Here's the part immediately following the quote from Steven's actual post:
Obviously I don't think this should really happen. But it does seem to me that a lot of protesters are willing to do the things they do, and say the things they say, and advocate the things they advocate, because they suffer no consequences for it. They have license, but feel no responsibility. There are negative consequences, but someone else suffers the consequences, not the protesters. If such protests had negative consequences for the protesters then protest might become more responsible.
Shameful behavior, and quite damaging to the credibility of the larger point.
However, Steven's actual point in that paragrpah about teh responsibility of protestors is I think founded on the incorrect assumption that disagreement with your government's policies amounts to tangible and material support for your government's enemies. In this case, if you were against teh war on Iraq, and protested, you somehow helped theinsurgents kill US troops and share some of the responsibility for their deaths.
That's a terrible and deeply unamerican attitude towards dissent, and I sincerely hope I have misunderstood Steven's point here. The truth is that dissent is essential - even crazy, over the top, insensitive Ted Rall type dissent - because if the government's policies are sound, then they can withstand the critique. If not, then they won't - and the supporters of the government's policy can cry about media bias if they choose, as means of rationalizing the simple truth that their support was not enough to transform a bad course of action into a good one solely by the strength of their conviction.
The government is losing the support of the people, and it's not because the media has deceived them, it's because the media has informed them of things the Administration has been desperate to hide, such as teh true cost of war in both fiscal and blood terms.
I don't hate Bush, I hate his policies, yet actually feel a strong reservoir of goodwill and gratitude towards him for certain reasons I have previously stated. The terrible attitude towards dissent that SDB is hinting at here stems from the fact that he is a Bush-lover, ie has the same blind appraisal of all of Bush's actions as good, motivated by honest principle, part of some invisible larger plan, etc. that the bush-haters do - except flipped in polarity.
Yes, my blog is labeled UNMEDIA - not as a blind hatred of it, but as a statement that it serves a function quite opposite to it. This blog is opinion and analysis, not journalism. The press, not the media, is doing yeomans' work in bringing facts to the table, and the subtle inferences which analysts like Steven and Glenn tease out of their reports do not have any bearing on teh factual information that is provided to the public to make them informed.
A just war - such as World War II - would stand the strength of media scrutiny. ALL wars except for WWII have endured far worse media scrutiny than this one. Far mroe hostile attacks upon the President, overtly and not subtly biased, and completely unprofessional in comparison to today. Wishing away the failures of the Administration to sell the war despite it's flawed management is shooting the messenger, not the author, to kill.
1 comment:
Aziz - I suggest you go read the comments to SDB's "shoot-to-kill" suggestion. His readers get his point loud and clear. Steven does nothing to really disabuse his readers of the desirability of offing protesters - at the hands of rent-a-cops, no less.

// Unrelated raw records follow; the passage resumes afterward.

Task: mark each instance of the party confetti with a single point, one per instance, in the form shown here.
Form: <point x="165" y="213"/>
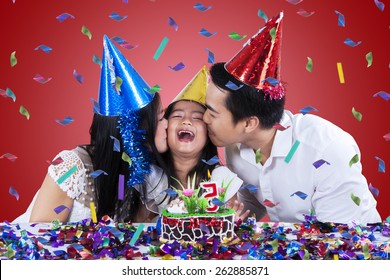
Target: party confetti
<point x="369" y="59"/>
<point x="117" y="145"/>
<point x="177" y="67"/>
<point x="64" y="16"/>
<point x="381" y="165"/>
<point x="44" y="48"/>
<point x="60" y="208"/>
<point x="355" y="199"/>
<point x="123" y="43"/>
<point x="233" y="86"/>
<point x="319" y="163"/>
<point x="380" y="5"/>
<point x="262" y="15"/>
<point x="206" y="33"/>
<point x="173" y="23"/>
<point x="116" y="17"/>
<point x="78" y="76"/>
<point x="38" y="78"/>
<point x="211" y="161"/>
<point x="23" y="111"/>
<point x="383" y="95"/>
<point x="161" y="47"/>
<point x="236" y="36"/>
<point x="300" y="194"/>
<point x="309" y="65"/>
<point x="137" y="233"/>
<point x="210" y="57"/>
<point x="354" y="159"/>
<point x="351" y="43"/>
<point x="65" y="121"/>
<point x="121" y="187"/>
<point x="341" y="19"/>
<point x="86" y="32"/>
<point x="13" y="60"/>
<point x="357" y="114"/>
<point x="292" y="151"/>
<point x="340" y="72"/>
<point x="308" y="109"/>
<point x="97" y="173"/>
<point x="373" y="190"/>
<point x="201" y="8"/>
<point x="304" y="13"/>
<point x="12" y="191"/>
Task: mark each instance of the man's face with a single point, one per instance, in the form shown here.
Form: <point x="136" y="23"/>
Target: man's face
<point x="222" y="131"/>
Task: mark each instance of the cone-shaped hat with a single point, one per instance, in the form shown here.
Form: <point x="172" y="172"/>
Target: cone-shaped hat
<point x="257" y="64"/>
<point x="121" y="87"/>
<point x="195" y="90"/>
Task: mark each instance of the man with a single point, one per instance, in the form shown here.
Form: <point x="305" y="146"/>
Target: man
<point x="299" y="164"/>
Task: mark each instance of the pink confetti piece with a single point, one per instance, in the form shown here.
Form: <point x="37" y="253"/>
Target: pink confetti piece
<point x="78" y="77"/>
<point x="304" y="13"/>
<point x="38" y="78"/>
<point x="9" y="156"/>
<point x="12" y="191"/>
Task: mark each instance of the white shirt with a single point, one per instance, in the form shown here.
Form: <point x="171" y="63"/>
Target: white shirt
<point x="329" y="188"/>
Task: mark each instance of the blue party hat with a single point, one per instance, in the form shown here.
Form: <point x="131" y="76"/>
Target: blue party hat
<point x="121" y="87"/>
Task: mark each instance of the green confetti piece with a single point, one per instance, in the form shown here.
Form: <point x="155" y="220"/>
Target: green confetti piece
<point x="258" y="156"/>
<point x="13" y="59"/>
<point x="86" y="32"/>
<point x="354" y="160"/>
<point x="118" y="83"/>
<point x="24" y="112"/>
<point x="66" y="175"/>
<point x="126" y="158"/>
<point x="292" y="151"/>
<point x="309" y="65"/>
<point x="236" y="36"/>
<point x="160" y="49"/>
<point x="357" y="115"/>
<point x="355" y="199"/>
<point x="138" y="232"/>
<point x="369" y="59"/>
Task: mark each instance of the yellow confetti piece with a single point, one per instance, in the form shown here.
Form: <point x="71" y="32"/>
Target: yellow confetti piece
<point x="93" y="211"/>
<point x="341" y="73"/>
<point x="23" y="111"/>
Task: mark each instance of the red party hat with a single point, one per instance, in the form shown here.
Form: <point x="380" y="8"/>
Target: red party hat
<point x="257" y="64"/>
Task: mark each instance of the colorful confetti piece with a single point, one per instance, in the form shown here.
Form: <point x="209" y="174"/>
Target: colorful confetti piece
<point x="160" y="48"/>
<point x="357" y="114"/>
<point x="177" y="67"/>
<point x="292" y="151"/>
<point x="65" y="121"/>
<point x="38" y="78"/>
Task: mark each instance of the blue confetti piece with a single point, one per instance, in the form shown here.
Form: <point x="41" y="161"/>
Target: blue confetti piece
<point x="173" y="23"/>
<point x="351" y="43"/>
<point x="44" y="48"/>
<point x="65" y="121"/>
<point x="212" y="160"/>
<point x="177" y="67"/>
<point x="381" y="165"/>
<point x="117" y="145"/>
<point x="382" y="94"/>
<point x="308" y="109"/>
<point x="206" y="33"/>
<point x="300" y="194"/>
<point x="116" y="17"/>
<point x="201" y="7"/>
<point x="64" y="16"/>
<point x="233" y="86"/>
<point x="341" y="19"/>
<point x="210" y="57"/>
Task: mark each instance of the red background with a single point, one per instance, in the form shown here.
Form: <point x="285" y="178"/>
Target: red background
<point x="28" y="24"/>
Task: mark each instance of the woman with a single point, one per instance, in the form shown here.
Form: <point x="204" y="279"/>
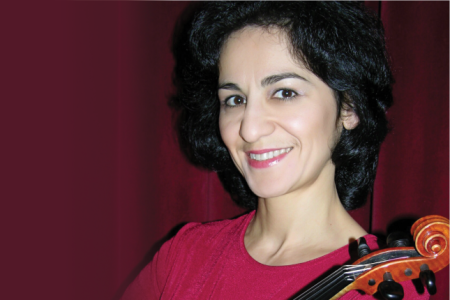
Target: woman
<point x="287" y="102"/>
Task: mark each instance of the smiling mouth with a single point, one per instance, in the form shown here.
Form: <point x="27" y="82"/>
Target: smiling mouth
<point x="269" y="154"/>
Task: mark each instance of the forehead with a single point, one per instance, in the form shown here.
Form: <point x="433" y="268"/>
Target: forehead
<point x="264" y="49"/>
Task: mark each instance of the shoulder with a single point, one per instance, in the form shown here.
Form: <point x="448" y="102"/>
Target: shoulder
<point x="209" y="234"/>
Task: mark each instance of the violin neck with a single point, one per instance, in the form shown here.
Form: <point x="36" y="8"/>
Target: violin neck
<point x="332" y="284"/>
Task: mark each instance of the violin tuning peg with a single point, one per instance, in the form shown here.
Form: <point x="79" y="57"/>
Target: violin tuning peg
<point x="363" y="249"/>
<point x="428" y="279"/>
<point x="389" y="289"/>
<point x="398" y="239"/>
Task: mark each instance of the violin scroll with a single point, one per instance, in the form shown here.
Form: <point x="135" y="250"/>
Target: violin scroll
<point x="430" y="255"/>
<point x="431" y="235"/>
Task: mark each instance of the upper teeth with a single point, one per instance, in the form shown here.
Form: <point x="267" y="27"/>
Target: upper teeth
<point x="269" y="155"/>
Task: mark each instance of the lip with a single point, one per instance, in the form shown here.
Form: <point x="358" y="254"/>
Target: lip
<point x="265" y="163"/>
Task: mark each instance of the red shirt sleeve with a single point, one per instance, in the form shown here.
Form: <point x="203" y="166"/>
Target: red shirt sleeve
<point x="150" y="282"/>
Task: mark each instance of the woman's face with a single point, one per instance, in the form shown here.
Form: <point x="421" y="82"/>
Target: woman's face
<point x="277" y="119"/>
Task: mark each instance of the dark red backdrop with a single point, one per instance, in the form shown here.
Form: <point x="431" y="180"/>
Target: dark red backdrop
<point x="92" y="176"/>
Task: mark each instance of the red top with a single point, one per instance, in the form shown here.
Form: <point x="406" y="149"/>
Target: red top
<point x="209" y="261"/>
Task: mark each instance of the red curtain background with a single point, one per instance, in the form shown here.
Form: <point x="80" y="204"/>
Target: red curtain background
<point x="93" y="179"/>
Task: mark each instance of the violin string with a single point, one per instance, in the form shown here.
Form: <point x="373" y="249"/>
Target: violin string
<point x="321" y="285"/>
<point x="333" y="280"/>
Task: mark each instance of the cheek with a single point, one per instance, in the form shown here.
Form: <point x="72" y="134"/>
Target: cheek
<point x="227" y="132"/>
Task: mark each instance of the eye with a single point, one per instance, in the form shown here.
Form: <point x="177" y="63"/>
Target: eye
<point x="235" y="101"/>
<point x="285" y="94"/>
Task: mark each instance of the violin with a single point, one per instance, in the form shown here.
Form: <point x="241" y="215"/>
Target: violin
<point x="381" y="270"/>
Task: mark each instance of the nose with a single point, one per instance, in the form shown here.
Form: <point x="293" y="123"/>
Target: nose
<point x="256" y="122"/>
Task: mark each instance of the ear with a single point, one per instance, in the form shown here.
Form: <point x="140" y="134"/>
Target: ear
<point x="349" y="118"/>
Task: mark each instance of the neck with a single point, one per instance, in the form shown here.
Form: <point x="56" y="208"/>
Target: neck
<point x="300" y="226"/>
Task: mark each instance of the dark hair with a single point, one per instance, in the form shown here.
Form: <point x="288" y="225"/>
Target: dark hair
<point x="340" y="42"/>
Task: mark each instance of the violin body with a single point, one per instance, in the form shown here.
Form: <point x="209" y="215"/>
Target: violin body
<point x="381" y="270"/>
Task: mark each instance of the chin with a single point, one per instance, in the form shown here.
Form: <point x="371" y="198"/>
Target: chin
<point x="267" y="190"/>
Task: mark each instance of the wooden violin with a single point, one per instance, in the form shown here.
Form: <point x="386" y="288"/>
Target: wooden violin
<point x="381" y="270"/>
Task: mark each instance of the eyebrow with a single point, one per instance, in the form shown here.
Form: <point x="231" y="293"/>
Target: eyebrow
<point x="275" y="78"/>
<point x="265" y="82"/>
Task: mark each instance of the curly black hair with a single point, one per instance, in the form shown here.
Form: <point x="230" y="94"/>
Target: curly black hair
<point x="342" y="43"/>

Just how is it good for SBD - and many, many others - to suggest that killing protesters - or protest itself, for that matter - is something worthy of even fantasy? All of us imagine all kinds of things. However, it's generally considered the one of the first steps on the road to psychosis to begin verbalizing these fantasies in inappropriate contexts.
SDB does say that "...If such protests had negative consequences for the protesters then protest might become more responsible..." Just what does he mean? What should these "negative consequences" be?
How would it sound, as an example, if protesters, in turn, took these threats as just that - threats - and they, in turn decided to "shoot first and ask questions later"? Who among us would deem that appropriate? The logical result of any uncontained (i.e., one where the person threatening doesn't back down) physical threat is the point where someone acts on such a threat, either defensively or offensively (the distinction between them being, of course, in the minds of the beholders).
SDB on one hand says that he doesn't think a shoot-to-kill order should really happen - but then says that protesters should suffer "negative consequences." Huh? His thinking is typical of a whole range of rightwing fools suggesting that the exercise of an essential right in this country should produce negative consequences.
At some point these intimations of violence for legitimate free speech in this country will bear fruit. Why should any of us take the position that threats of such - or verbalized public fantasies - are acceptable?